Ist noch vor einigen Jahren der Ansatz der Spezialagenturen auf den Markt gedrungen, entstehen nun wieder vermehrt „Alleskönner“. Aber welcher Ansatz eignet sich in Zeiten der Digitalisierung wirklich? Heiko Burrack, Gründer und Inhaber der New Business Advice, kommentiert diese Fragestellung.
Noch vor einigen Jahren wurde der Ansatz der integrierten Kommunikation massiv in Frage gestellt. Thomas Strerath, seinerzeit noch CEO bei Ogilvy hat sich bespielweise darüber intensiv in der Kundenzeitschrift „How to“ ausgelassen. In Folge dieser gesamten Diskussion haben sich immer mehr Agenturen spezialisiert. Ein wichtiger Grund lag auf der Hand: Auch wenn wir uns seinerzeit erst am Beginn der Digitalisierung befunden haben und das exponentielle Wachstum der Touchpoints erst in den Anfängen zu beobachten war, schon vor zehn Jahren konnte keine Agentur mehr alle Leistungen überblicken.
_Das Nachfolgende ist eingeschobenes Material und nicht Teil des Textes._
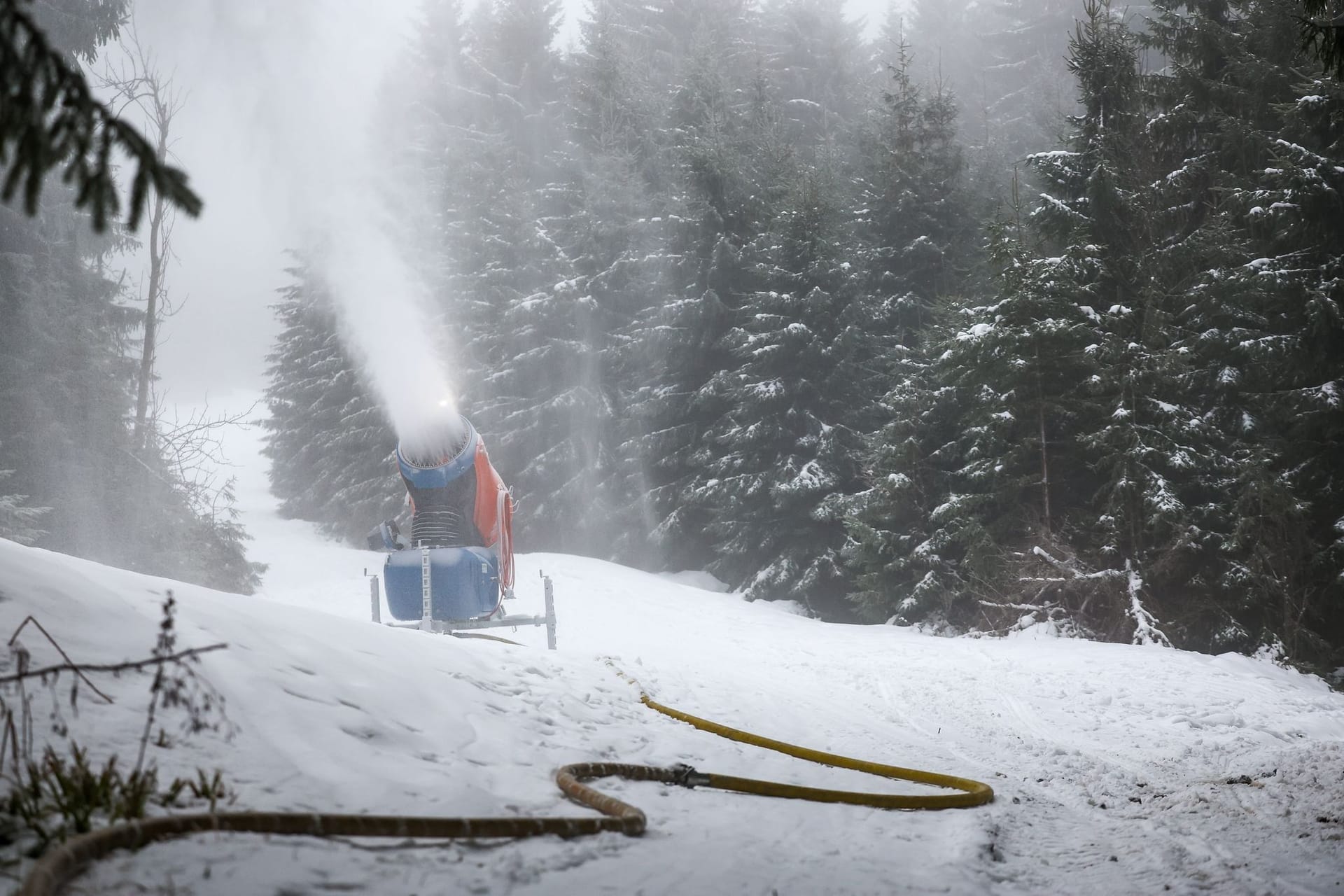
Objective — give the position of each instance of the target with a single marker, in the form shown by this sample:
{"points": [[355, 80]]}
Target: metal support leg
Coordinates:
{"points": [[426, 594], [550, 613]]}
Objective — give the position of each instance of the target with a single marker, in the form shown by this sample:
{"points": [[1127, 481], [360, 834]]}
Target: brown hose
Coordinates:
{"points": [[64, 862]]}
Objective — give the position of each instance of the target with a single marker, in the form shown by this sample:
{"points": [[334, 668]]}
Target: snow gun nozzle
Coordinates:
{"points": [[441, 438]]}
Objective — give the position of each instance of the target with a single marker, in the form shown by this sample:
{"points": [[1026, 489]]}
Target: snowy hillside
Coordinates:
{"points": [[1117, 769]]}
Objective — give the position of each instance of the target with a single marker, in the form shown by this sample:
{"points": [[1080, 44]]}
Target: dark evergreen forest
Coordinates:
{"points": [[1027, 311], [77, 475]]}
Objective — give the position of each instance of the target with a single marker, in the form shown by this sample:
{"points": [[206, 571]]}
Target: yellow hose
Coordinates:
{"points": [[974, 792], [67, 860]]}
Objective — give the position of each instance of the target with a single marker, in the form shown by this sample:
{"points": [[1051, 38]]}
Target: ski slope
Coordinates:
{"points": [[1112, 763]]}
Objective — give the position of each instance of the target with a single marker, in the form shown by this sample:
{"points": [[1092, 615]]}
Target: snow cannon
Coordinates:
{"points": [[458, 562]]}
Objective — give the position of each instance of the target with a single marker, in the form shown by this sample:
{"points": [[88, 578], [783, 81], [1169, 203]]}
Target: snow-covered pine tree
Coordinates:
{"points": [[1023, 89], [531, 346], [715, 204], [330, 447], [1245, 286], [812, 55], [65, 378], [776, 463], [783, 448], [1297, 216], [913, 227], [19, 520]]}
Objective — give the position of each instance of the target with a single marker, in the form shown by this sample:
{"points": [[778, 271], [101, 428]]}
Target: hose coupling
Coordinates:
{"points": [[687, 776]]}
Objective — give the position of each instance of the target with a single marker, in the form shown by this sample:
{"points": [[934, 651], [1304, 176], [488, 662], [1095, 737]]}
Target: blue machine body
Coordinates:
{"points": [[464, 583]]}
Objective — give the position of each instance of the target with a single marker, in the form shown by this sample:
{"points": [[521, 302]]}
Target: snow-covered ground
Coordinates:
{"points": [[1117, 769]]}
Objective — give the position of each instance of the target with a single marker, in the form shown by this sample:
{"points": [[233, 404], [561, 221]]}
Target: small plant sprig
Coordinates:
{"points": [[64, 793]]}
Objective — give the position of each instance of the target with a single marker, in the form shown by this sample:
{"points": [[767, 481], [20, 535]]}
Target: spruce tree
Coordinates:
{"points": [[330, 447]]}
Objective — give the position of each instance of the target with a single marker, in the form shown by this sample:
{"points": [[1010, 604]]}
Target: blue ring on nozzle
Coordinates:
{"points": [[437, 477]]}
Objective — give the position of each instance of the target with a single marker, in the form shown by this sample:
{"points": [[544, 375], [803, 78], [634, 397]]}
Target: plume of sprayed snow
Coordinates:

Daher lag es nahe, seine Kernkompetenzen zu definieren.
Von vielen Agenturkunden wurde dieser Weg begrüßt. „Ich finde es schwierig, wenn mir eine Agentur einen Bauchladen an Leistungen vorstellt. Ich möchte wissen, was sie so richtig gut können, was also ihre wirkliche Paradedisziplin ist. Immer mehr Agenturen gehen diesen Weg und spezialisieren sich, aber viele haben noch eine gehörige Strecke vor sich.“ Das sagte mir der seinerzeitige Marketingleiter eines großen Roboterherstellers.
Warum gibt es wieder mehr Alleskönner?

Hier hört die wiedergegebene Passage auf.